The prospect of Accor SA, operator of the Raffles, Sofitel, Mercure and Ibis brands, swooping in to buy the French government’s 14.3 per cent stake sent shares in Air France-KLM surging as much as 7.4 per cent on Monday. Accor stock slumped, with analysts at Sanford C Bernstein & Co saying the deal may be risky for the hotel owner based in Issy-les-Moulineaux, France.
“Air France-KLM currently has no CEO, no evident strategy to solve its labor crisis, and is highly exposed to rising fuel prices,” analysts including Richard Clarke said in a note. “While the strategic rationale for Accor is there, we wonder why this cannot be achieved by a commercial partnership.”
A tie-up with Accor would give Air France a commercial partner as its biggest owner, after Les Echos reported that the hotel operator is considering buying the French state’s holding.
A sale of the stake would lessen the threat of political meddling in the airline’s operations, while potentially inflaming tensions amid a protracted labor dispute. Fifteen days of walkouts that began on February 22 by pilots, cabin crew and ground staff triggered the resignation of former chief executive Jean-Marc Janaillac and cost more than €400 million($467.8 million).
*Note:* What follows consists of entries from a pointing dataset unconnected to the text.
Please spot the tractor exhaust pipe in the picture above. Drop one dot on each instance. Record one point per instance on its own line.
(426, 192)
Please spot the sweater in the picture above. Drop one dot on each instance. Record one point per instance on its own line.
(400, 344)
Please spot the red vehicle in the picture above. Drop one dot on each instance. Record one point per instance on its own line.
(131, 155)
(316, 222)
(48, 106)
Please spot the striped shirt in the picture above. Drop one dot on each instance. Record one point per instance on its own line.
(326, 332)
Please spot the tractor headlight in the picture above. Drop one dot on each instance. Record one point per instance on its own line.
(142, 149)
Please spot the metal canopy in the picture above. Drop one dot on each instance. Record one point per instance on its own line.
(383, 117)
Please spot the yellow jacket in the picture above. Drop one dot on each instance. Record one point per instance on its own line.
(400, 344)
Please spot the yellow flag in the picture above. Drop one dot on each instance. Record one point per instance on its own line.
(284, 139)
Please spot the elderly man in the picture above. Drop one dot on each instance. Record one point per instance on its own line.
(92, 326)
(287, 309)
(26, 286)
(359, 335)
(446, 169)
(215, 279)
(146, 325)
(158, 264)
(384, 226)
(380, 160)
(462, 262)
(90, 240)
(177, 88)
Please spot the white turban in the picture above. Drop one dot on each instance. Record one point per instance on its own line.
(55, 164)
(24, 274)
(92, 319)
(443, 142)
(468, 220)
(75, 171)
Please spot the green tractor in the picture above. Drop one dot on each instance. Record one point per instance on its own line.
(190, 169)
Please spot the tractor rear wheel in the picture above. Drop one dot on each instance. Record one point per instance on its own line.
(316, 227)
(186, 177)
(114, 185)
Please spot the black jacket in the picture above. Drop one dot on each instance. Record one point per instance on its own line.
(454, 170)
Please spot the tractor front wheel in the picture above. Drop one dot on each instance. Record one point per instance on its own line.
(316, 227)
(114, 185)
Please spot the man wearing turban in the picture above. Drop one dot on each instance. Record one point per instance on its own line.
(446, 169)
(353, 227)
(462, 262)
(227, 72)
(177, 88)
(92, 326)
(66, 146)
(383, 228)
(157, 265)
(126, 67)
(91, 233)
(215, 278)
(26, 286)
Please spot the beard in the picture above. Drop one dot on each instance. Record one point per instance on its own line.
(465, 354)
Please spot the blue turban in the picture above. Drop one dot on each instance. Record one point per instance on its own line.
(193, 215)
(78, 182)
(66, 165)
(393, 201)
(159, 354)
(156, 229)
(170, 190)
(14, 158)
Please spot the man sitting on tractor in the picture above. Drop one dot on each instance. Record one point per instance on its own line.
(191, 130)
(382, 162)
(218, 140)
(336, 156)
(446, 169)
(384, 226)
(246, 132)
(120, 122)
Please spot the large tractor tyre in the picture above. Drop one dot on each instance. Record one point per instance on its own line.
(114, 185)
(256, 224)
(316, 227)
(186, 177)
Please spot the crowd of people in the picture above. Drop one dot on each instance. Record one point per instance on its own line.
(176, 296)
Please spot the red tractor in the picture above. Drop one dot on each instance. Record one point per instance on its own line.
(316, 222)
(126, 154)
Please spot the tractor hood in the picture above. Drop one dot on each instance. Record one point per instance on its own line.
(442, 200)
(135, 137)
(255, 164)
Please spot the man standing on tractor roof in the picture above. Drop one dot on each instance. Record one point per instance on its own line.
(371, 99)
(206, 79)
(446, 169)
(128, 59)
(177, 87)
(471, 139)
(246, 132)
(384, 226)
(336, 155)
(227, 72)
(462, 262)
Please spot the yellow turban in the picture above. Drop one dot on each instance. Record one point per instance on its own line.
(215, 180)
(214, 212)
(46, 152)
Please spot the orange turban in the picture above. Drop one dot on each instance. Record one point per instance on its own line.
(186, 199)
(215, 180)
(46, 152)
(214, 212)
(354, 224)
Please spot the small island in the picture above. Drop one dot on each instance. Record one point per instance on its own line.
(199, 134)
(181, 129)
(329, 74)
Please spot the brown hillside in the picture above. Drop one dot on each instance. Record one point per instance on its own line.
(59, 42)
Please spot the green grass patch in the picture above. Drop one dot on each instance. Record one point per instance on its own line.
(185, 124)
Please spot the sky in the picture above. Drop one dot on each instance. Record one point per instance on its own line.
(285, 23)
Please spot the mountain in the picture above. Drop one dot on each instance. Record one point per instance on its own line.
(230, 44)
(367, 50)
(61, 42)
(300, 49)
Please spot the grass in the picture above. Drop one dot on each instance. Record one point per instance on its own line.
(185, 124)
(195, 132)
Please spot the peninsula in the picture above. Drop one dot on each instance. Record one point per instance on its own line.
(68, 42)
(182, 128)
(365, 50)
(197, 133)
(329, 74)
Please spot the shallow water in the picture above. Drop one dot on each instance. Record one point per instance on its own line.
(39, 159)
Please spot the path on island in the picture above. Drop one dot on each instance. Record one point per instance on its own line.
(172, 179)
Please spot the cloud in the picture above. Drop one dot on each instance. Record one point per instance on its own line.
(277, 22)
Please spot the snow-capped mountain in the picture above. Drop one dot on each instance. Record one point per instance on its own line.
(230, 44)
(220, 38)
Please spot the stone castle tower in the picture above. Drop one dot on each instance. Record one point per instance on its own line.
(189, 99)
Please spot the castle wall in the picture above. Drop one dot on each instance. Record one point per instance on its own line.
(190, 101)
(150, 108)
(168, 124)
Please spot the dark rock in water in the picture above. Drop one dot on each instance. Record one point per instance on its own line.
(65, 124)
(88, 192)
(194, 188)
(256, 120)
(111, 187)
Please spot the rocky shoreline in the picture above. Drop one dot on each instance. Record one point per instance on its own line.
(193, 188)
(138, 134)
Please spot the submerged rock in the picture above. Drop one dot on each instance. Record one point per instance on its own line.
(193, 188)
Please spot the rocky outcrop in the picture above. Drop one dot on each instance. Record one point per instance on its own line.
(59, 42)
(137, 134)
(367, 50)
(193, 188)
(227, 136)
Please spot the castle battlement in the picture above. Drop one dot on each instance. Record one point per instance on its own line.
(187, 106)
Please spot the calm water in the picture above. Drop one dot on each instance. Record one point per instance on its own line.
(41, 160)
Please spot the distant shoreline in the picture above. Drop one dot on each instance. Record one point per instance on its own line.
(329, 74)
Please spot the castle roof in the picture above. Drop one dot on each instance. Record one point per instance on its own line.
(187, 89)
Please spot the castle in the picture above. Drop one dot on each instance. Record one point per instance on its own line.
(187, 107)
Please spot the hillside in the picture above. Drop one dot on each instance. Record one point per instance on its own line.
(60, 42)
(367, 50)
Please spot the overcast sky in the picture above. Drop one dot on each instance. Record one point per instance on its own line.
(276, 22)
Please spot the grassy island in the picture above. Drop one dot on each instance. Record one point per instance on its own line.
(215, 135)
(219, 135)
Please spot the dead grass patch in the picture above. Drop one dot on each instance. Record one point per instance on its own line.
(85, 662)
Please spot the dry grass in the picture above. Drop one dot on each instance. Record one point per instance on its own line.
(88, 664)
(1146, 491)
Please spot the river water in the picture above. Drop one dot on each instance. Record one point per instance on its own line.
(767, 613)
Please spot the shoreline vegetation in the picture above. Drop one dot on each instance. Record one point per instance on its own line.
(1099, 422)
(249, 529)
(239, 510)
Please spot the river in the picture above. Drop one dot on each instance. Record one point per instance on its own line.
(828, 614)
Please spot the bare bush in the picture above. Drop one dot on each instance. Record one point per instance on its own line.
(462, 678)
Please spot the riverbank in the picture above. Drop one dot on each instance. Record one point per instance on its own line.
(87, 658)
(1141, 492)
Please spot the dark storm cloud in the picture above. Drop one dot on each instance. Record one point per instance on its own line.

For AccorHotels, an airline partner would help fill rooms across its more than 4,000 hotels in 100 countries. Buying a stake now would follow a 45 percent drop in Air France shares this year, the worst performance in the Stoxx 600 Travel & Leisure index.
Few hotel chains have ventured into airline ownership in the past, though airlines have taken stakes in hospitality companies.
SAS AB once had a stake in the Radisson brand, for example, and tour operators such as Thomas Cook Group Plc and TUI AG own many of their own hotels.